Donald Trump Touts Waterboarding, Stokes Immigration Fears in Border State

Donald Trump on Sunday warned his supporters in this border state that Hillary Clinton “wants to let people just pour in,” saying without evidence that hundreds of millions of people could enter the US under a Clinton presidency.

And speaking just nine days before Election Day, the Republican nominee also bemoaned criticism of waterboarding and appeared to once again call for bringing back the since-banned technique for use in the fight against ISIS.

“These savages are chopping off heads, drowning people. This is medieval times and then we can’t do waterboarding? ‘It’s far too tough,'” Trump said, mocking critics of the technique used by the CIA in interrogations of terror suspects under President George W. Bush’s post-9/11 administration.

Trump has previously called for reinstating waterboarding and “much worse” methods of torture if he becomes president.

“We have to be tough and we have to be smart. And we have to be in some cases pretty vicious I have to tell you,” he added.

The Republican nominee also issued a dire — and baseless — warning to Americans that a Clinton administration could usher a flood of hundreds of millions of people crossing into the US.

“You could have 650 million people pour in and we’d do nothing about it. Think of it. That’s what could happen. You triple the size of our country in one week. Once you lose control of your borders you just have no country folks, you have no country,” Trump said, speaking in this Democrat-leaning border state.

Trump also stoked fears about undocumented immigrant crime, warning that continued illegal immigration would result “in the loss of American lives,” even though undocumented immigrants do not commit crimes at a higher rate than legal US residents.

Trump’s stop here came a day before Trump stumps in Michigan, also a state likely to swing in Clinton’s favor, as the Republican nominee and his campaign are hoping to make late gains to help secure the 270 electoral votes Trump needs to secure the presidency.

Trump’s stops in these blue-leaning states also helps bolster the campaign’s message that Trump’s candidacy is on the rise and that the campaign is going on the offensive the final slog to Election Day.

(h/t CNN)

Reality

Trump’s proposed reliance on tactics used by Bond villains as a practical response to the terrorist acts of the Islamic State should be leaving people feeling aghast and concerned.

Unlike fictional TV shows, like 24 where Jack Bauer runs around and tortures his way to the bad guy or movies like Zero Dark Thirty who include torture scenes that never happened which lead to the capture of Osama Bin Laden, reality is quite different.

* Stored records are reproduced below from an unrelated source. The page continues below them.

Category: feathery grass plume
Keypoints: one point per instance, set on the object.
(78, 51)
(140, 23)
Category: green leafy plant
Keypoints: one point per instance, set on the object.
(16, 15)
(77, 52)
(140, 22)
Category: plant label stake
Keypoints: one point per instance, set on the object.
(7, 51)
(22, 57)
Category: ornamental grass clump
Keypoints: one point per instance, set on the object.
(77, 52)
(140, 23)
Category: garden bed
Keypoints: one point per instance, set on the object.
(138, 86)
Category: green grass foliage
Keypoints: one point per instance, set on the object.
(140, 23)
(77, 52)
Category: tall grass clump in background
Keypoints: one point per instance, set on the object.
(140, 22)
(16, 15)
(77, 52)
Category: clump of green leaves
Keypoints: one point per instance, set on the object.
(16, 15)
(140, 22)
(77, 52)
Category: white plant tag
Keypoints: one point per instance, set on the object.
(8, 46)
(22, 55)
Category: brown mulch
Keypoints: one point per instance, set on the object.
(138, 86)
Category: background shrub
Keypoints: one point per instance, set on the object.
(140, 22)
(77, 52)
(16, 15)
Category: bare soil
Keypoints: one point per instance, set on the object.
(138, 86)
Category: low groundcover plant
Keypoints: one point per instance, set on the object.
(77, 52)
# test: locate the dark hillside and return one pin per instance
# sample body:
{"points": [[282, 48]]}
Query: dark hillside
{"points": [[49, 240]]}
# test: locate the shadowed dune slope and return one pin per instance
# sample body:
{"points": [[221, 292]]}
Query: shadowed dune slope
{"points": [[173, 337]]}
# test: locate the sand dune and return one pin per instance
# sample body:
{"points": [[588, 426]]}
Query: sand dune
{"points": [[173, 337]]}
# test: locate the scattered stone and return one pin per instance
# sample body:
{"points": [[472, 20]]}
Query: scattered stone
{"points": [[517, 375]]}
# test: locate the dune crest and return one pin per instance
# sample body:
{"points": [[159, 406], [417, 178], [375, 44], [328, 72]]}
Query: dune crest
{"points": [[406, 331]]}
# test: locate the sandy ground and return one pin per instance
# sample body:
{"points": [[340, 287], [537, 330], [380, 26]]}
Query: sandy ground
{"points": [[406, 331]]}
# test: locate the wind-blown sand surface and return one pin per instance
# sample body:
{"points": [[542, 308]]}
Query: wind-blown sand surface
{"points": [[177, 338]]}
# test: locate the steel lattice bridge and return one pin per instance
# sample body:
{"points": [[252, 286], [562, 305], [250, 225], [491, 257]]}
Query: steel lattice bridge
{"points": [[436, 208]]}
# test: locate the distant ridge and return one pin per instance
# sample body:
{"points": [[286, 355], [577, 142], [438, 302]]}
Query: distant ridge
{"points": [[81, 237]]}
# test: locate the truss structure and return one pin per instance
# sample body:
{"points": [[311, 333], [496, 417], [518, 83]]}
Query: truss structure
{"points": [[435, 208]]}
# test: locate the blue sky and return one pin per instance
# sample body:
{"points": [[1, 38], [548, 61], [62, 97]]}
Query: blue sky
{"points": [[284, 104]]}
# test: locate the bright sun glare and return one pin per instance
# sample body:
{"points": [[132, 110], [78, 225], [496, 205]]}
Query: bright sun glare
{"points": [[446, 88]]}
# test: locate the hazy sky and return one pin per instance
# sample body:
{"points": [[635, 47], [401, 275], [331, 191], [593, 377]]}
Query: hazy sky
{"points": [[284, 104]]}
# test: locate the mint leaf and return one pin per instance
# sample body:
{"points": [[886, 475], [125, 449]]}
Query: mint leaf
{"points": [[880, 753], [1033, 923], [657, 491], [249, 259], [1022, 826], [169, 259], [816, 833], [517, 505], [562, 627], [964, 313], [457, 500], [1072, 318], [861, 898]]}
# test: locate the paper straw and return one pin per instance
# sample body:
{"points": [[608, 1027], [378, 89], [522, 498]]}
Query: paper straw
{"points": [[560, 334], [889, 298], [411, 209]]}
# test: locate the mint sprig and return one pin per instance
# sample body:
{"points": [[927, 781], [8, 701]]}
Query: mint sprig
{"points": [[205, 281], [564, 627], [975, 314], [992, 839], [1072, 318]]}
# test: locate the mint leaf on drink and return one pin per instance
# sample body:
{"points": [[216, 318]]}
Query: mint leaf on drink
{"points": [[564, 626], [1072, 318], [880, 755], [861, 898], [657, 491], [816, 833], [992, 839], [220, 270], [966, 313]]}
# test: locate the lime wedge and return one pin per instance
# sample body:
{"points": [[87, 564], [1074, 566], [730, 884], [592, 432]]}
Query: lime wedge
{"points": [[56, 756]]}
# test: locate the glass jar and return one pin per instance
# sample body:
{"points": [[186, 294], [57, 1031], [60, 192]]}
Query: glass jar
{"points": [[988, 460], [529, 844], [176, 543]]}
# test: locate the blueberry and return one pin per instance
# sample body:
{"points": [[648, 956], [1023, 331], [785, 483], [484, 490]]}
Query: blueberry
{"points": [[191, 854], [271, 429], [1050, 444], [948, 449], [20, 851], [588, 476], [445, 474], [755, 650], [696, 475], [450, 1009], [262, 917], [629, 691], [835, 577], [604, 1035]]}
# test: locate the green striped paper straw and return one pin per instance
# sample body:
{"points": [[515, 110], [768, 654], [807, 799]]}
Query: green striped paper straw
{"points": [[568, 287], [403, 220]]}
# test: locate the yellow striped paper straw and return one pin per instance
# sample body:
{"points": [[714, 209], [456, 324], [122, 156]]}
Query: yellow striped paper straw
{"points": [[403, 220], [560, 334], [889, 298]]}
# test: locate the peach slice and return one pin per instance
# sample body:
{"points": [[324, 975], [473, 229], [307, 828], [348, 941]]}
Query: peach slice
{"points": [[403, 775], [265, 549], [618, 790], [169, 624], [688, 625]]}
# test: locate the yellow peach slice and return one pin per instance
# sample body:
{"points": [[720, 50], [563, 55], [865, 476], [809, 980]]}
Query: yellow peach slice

Waterboarding, and other forms of torture, is considered a war crime according to the Geneva Conventions and is not reliable for obtaining truthful, useful intelligence.

The Senate Select Committee on Intelligence concluded that “the CIA’s use of its enhanced interrogation techniques was not an effective means of acquiring intelligence or gaining cooperation from detainees.” There was no proof, according to the 6,700 page report, that information obtained through waterboarding prevented any attacks or saved any lives, or that information obtained from the detainees was not or could not have been obtained through conventional interrogation methods.”

In-fact, we’ve know for centuries that torture is not effective. Here is Napoleon’s own words on the subject:

“It has always been recognized that this way of interrogating men, by putting them to torture, produces nothing worthwhile. The poor wretches say anything that comes into their mind and what they think the interrogator wishes to know.”

Instead, rapport-building techniques are 14 times more effective in extracting information than torture and has the upside of not being unethical.